Design: Prospective interventional trial with 10 eligible patients aged 18-75, meeting criteria for RP-ILD and anti-MDA5 positivity. Primary endpoint is safety and tolerability, measured by adverse events within 30 days post-treatment. Secondary endpoints are clinical improvements on days 14 and 28, including serological indicators and chest HRCT scores. Exclusions: Pregnant/breastfeeding individuals, severe allergies, active pulmonary infections, pulmonary embolism, extracorporeal support treatments, and other specified conditions. Treatment: Nebulized MSC-exos-P1 daily for 14 days, plus standard care of corticosteroids and immunosuppressants. Monitoring: Regular vital signs, oxygenation index, and pulmonary function tests. Follow-ups at multiple points up to 12 months.

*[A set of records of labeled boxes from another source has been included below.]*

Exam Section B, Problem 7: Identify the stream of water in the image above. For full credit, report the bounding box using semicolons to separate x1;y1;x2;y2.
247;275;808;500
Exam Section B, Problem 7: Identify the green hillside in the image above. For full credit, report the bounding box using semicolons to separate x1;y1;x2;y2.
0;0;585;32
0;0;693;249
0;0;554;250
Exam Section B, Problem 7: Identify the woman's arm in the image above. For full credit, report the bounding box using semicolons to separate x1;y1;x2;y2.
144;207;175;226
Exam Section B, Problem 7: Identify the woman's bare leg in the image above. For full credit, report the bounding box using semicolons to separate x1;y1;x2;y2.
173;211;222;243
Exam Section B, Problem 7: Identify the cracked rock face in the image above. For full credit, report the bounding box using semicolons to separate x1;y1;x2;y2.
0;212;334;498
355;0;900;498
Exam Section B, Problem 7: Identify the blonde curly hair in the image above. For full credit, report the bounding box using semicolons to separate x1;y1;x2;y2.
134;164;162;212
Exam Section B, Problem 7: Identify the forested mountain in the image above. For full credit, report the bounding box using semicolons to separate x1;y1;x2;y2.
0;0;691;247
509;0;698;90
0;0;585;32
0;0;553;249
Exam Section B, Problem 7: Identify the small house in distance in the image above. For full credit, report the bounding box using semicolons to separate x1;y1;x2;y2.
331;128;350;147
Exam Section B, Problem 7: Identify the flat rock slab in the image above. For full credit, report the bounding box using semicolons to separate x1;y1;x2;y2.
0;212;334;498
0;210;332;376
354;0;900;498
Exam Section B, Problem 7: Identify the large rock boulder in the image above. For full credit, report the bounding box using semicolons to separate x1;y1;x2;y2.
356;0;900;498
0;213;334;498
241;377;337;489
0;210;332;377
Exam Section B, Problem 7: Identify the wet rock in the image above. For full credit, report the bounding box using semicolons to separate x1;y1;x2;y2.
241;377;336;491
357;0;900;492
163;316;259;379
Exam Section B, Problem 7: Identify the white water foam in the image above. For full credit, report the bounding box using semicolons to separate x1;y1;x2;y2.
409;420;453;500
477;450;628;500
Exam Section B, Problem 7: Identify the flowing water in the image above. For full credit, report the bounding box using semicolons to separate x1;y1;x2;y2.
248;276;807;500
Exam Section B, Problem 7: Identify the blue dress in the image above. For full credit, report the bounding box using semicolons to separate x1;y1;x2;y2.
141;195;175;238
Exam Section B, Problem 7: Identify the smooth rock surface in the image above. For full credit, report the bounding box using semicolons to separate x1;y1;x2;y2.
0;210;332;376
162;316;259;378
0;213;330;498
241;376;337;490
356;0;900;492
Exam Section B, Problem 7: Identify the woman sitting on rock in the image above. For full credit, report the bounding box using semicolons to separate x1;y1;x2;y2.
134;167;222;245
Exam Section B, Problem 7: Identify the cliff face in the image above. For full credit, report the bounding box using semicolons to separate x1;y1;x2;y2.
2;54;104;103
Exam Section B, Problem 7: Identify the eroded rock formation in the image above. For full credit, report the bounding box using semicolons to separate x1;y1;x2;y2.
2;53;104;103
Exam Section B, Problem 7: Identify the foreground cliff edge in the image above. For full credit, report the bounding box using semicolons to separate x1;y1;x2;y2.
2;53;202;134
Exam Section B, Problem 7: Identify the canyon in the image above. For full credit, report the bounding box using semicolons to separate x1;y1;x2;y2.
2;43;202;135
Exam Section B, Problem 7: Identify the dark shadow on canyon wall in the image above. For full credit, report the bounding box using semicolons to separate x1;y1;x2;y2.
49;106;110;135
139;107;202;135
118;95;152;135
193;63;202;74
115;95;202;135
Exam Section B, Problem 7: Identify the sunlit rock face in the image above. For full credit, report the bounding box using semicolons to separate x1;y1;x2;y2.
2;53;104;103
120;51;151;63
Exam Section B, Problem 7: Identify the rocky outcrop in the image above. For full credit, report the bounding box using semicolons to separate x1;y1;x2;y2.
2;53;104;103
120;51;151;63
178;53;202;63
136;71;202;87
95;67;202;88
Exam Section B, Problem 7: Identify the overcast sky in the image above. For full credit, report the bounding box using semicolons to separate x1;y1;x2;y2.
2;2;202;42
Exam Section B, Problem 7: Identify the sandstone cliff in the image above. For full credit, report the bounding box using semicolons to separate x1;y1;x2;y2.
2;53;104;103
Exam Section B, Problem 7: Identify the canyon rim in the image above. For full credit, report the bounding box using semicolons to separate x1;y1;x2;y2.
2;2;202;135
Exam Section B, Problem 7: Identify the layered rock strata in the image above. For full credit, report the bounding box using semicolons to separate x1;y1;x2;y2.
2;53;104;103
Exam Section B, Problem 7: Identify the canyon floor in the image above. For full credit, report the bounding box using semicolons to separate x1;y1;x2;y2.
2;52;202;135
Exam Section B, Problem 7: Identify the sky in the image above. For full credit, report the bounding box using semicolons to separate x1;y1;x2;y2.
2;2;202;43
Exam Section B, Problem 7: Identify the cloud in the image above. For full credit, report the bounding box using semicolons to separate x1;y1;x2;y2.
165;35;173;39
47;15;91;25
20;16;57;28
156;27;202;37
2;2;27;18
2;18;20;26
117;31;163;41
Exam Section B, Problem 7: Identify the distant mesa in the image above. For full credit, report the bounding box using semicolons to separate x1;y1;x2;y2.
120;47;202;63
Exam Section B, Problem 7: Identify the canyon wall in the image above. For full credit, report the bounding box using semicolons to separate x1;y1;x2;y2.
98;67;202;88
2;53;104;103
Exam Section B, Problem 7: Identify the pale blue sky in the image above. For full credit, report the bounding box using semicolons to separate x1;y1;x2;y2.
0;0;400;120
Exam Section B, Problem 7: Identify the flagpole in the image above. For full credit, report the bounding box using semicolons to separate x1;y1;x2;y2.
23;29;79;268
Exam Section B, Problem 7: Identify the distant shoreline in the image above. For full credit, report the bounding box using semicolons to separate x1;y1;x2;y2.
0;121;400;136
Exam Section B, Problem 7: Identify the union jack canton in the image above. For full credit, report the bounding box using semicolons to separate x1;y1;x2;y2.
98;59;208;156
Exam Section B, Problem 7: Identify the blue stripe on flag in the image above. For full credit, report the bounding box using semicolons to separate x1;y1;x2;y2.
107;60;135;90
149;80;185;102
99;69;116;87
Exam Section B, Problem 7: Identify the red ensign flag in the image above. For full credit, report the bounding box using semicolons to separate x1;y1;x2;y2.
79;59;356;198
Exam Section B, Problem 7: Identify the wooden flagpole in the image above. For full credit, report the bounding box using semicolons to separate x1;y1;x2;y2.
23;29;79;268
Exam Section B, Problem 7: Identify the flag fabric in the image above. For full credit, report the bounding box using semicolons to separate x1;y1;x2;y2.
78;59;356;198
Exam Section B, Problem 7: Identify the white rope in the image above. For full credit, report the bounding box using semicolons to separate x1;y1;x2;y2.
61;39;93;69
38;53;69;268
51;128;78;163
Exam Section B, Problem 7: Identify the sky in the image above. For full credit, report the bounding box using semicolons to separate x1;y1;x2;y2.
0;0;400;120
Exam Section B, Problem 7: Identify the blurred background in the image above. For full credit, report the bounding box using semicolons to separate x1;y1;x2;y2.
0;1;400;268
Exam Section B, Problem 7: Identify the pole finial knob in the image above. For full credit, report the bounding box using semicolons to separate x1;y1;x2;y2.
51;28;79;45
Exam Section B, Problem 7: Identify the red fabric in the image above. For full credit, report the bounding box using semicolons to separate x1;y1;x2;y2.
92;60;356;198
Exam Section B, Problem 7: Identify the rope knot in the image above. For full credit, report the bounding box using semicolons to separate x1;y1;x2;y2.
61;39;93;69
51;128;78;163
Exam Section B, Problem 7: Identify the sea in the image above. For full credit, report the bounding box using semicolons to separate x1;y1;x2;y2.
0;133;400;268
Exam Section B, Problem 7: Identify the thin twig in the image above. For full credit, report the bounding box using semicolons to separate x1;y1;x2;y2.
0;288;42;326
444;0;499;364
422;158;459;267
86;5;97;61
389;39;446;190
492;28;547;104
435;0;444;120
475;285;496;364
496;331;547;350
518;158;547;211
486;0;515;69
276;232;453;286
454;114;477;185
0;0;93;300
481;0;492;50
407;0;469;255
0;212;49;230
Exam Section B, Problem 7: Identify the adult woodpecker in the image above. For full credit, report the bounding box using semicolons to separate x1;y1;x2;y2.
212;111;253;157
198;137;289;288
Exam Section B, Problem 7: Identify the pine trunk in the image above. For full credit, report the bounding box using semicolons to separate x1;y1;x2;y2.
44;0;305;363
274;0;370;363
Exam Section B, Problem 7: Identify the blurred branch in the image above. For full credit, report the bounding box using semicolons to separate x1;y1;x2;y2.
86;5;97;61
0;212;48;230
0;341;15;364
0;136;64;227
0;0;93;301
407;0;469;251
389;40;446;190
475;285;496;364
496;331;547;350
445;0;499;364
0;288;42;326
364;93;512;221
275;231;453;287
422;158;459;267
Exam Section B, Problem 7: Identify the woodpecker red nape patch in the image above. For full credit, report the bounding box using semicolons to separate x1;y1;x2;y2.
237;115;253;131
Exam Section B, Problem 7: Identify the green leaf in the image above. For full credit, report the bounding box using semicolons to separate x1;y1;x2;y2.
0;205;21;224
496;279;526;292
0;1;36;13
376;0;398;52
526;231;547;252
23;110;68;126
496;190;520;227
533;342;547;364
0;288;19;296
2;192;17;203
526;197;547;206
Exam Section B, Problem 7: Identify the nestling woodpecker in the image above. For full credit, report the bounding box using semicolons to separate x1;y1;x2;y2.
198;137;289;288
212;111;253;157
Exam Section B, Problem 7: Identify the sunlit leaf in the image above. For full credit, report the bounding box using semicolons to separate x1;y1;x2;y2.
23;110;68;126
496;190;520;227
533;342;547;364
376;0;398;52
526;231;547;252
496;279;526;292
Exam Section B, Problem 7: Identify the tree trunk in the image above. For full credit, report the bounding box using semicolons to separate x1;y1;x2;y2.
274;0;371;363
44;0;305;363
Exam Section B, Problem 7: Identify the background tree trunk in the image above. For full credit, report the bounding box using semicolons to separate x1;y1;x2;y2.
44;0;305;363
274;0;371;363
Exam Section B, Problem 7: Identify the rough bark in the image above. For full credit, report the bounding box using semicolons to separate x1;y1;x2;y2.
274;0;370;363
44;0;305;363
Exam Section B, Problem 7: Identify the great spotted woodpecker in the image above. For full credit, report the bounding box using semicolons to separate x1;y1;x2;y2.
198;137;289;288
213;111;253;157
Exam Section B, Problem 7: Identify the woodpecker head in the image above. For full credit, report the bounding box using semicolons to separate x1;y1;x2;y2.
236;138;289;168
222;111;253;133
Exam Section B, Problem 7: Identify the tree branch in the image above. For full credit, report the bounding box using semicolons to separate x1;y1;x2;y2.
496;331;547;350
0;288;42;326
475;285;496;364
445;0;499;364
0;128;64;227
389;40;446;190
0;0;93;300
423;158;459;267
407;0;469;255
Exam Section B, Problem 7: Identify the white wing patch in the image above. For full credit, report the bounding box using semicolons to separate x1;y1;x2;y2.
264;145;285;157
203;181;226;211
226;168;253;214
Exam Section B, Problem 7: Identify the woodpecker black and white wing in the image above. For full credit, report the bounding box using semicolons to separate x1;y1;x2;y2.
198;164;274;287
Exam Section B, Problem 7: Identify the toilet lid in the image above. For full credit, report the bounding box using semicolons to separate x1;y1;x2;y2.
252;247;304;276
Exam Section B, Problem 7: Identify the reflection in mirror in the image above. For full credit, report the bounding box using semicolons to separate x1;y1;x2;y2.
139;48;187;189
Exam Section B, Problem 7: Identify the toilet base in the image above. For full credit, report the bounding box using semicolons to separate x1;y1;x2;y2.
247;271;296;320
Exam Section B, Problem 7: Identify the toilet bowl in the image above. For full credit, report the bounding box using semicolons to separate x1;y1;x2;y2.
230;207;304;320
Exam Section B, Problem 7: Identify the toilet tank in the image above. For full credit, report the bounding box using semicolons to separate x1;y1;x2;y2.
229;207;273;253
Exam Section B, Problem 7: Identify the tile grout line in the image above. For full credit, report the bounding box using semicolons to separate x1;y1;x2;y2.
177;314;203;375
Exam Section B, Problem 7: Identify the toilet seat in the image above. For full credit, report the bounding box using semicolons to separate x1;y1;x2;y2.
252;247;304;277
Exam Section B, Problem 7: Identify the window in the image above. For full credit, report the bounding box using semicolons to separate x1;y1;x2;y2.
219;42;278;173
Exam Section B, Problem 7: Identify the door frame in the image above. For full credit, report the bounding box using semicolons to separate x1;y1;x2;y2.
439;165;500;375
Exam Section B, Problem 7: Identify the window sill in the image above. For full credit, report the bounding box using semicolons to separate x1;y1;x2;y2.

• Patients are eligible for inclusion if they meet all of the following criteria:
‣ Positive for anti-MDA5 antibody dermatomyositis (according to the Chinese Expert Consensus on the Diagnosis and Treatment of Anti-MDA5 Positive Dermatomyositis (2023 Edition));
⁃ Pulmonary lesions meet the diagnostic criteria for RP-ILD.